Viral encephalitis continues to be one of the most important disabling, if not lethal, group of infections of the nervous system. Rabies accounts for nearly 30,000 deaths in India every year! Recently there had been epidemics of encephalitis in Chandipura and Siliguri due to a relatively uncommon virus. Japanese B encephalitis and herpes simplex virus encephalitis continue to be common types of sporadic encephalitis that affect children and adults in India. HIV infection of the brain can cause several syndromes in human beings. This issue carries an important article that discusses the Nipah virus encephalitis in India. The authors have elaborated well on the epidemiology, clinical features that distinguish it from other encephalitis and the treatment options.

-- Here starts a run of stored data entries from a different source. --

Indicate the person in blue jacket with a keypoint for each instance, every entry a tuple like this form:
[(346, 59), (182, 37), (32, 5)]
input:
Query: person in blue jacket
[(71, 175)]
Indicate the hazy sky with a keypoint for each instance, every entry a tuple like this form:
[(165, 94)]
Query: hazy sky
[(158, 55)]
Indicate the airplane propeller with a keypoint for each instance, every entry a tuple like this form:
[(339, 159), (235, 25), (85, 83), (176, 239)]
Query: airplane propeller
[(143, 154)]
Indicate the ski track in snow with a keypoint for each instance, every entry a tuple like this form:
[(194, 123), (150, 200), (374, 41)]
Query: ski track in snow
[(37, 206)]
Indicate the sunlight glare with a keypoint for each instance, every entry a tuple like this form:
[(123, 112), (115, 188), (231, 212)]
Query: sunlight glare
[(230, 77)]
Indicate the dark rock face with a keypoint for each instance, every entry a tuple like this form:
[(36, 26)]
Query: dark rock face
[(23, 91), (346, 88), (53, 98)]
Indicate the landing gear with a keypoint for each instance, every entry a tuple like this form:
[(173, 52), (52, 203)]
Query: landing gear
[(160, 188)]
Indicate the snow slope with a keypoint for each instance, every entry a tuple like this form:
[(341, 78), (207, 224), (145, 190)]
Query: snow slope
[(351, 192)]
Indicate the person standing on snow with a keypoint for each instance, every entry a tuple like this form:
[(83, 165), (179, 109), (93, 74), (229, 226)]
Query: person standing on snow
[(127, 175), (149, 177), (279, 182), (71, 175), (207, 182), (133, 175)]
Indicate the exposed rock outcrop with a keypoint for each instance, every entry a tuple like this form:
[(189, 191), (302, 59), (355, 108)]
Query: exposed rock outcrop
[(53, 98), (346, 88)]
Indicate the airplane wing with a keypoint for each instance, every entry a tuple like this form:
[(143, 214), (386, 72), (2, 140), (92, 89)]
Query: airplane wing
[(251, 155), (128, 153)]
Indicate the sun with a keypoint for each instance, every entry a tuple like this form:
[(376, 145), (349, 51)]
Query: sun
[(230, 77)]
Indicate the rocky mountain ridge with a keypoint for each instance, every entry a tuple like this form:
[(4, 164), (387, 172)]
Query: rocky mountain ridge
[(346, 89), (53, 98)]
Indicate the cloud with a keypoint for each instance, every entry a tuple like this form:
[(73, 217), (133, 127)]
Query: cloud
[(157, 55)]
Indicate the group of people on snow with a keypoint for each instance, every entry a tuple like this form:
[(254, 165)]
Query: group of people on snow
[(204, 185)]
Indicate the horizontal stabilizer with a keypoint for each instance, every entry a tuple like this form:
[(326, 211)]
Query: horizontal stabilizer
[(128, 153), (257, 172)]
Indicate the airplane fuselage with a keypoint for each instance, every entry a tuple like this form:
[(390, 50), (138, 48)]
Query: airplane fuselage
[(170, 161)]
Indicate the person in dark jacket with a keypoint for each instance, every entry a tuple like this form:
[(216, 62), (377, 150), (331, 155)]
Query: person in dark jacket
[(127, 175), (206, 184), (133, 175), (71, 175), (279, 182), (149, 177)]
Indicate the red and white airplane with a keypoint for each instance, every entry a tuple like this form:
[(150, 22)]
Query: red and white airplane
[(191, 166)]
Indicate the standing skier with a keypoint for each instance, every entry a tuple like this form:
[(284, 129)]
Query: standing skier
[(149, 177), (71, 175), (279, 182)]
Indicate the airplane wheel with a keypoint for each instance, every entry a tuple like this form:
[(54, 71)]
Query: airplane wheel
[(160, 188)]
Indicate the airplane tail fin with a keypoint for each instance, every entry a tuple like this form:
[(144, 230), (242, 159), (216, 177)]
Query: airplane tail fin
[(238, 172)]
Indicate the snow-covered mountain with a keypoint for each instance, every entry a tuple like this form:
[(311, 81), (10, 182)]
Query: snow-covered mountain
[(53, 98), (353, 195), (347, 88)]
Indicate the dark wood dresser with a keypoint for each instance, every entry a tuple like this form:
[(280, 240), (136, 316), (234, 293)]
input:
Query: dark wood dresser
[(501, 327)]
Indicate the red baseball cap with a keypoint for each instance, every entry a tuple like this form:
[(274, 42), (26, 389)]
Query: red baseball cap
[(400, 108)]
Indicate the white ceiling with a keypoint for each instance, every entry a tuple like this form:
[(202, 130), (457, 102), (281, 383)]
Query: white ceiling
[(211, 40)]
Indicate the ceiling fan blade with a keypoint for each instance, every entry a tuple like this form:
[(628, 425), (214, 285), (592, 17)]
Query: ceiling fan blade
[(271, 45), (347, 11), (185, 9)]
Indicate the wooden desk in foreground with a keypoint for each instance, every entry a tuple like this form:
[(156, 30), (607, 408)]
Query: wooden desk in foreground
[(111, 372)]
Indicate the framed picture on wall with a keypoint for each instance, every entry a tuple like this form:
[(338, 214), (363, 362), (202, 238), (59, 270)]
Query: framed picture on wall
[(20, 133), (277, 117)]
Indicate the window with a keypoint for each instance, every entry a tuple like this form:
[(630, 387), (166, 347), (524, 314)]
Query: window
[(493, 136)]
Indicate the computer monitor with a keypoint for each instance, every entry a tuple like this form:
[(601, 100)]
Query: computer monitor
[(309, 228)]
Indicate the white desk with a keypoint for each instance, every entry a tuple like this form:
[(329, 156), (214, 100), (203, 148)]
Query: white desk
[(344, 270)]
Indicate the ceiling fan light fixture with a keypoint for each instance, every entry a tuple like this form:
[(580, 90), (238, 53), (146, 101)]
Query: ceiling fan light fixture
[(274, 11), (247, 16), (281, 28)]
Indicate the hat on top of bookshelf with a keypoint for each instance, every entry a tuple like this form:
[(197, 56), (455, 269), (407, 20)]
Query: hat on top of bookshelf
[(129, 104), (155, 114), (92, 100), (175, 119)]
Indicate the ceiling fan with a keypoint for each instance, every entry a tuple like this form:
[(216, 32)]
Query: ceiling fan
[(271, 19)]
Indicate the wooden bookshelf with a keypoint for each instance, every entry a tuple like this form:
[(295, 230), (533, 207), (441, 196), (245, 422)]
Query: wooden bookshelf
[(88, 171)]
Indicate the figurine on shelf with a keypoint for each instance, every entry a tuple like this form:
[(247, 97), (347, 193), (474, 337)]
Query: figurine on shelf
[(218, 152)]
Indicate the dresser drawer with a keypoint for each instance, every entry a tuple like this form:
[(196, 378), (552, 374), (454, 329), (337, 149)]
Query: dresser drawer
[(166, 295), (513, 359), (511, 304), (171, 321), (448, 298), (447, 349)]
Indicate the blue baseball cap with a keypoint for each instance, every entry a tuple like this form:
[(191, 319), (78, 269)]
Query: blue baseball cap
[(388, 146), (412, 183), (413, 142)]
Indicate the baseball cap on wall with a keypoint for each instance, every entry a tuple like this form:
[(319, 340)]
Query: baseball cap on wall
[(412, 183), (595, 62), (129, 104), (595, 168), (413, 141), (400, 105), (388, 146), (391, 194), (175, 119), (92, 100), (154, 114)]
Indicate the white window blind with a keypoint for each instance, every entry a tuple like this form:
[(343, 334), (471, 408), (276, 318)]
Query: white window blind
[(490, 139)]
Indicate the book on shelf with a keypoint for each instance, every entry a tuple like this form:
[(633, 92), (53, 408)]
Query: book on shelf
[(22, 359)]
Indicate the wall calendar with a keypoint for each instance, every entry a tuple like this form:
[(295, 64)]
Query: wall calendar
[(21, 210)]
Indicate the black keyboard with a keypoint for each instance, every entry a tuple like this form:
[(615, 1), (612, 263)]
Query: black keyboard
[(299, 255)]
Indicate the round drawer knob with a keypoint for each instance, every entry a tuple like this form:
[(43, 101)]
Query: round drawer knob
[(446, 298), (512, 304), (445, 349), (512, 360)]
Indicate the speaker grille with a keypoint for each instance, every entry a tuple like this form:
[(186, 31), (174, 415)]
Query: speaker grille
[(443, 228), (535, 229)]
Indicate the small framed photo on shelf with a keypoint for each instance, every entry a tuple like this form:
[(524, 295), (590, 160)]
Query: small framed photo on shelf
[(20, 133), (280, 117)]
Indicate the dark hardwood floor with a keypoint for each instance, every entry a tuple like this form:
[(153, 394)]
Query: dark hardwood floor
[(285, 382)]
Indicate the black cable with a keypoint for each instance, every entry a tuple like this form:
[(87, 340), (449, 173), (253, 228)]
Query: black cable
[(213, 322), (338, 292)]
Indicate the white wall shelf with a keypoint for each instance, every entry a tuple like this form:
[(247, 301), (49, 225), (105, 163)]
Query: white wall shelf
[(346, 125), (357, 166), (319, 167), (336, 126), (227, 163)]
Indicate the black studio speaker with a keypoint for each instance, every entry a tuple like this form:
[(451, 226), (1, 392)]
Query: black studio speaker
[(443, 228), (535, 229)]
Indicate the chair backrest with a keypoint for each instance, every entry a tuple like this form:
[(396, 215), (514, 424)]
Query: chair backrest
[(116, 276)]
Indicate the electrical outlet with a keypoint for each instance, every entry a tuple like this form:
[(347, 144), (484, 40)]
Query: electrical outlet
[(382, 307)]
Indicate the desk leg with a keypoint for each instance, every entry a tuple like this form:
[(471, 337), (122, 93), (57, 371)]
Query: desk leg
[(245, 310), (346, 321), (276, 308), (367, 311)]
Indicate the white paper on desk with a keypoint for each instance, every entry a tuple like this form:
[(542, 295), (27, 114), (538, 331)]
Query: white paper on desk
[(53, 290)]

Neurological disorders during pregnancy constitute important problems for women in the reproductive age group. Every neurologist in India is called upon to handle or manage such cases regularly. Yet most of these gender-specific neurological problems have escaped serious scientific attention. Epilepsy, stroke, inflammatory demyelinating diseases, other immune-mediated neurological disorders and infections are of particular relevance to pregnant women. A paper in this issue has tried to ascertain the magnitude of such problems in one of the larger neurological centers in India. Further systematic studies, preferably from several centers, are necessary before we can attempt to develop uniform strategies to manage these complications.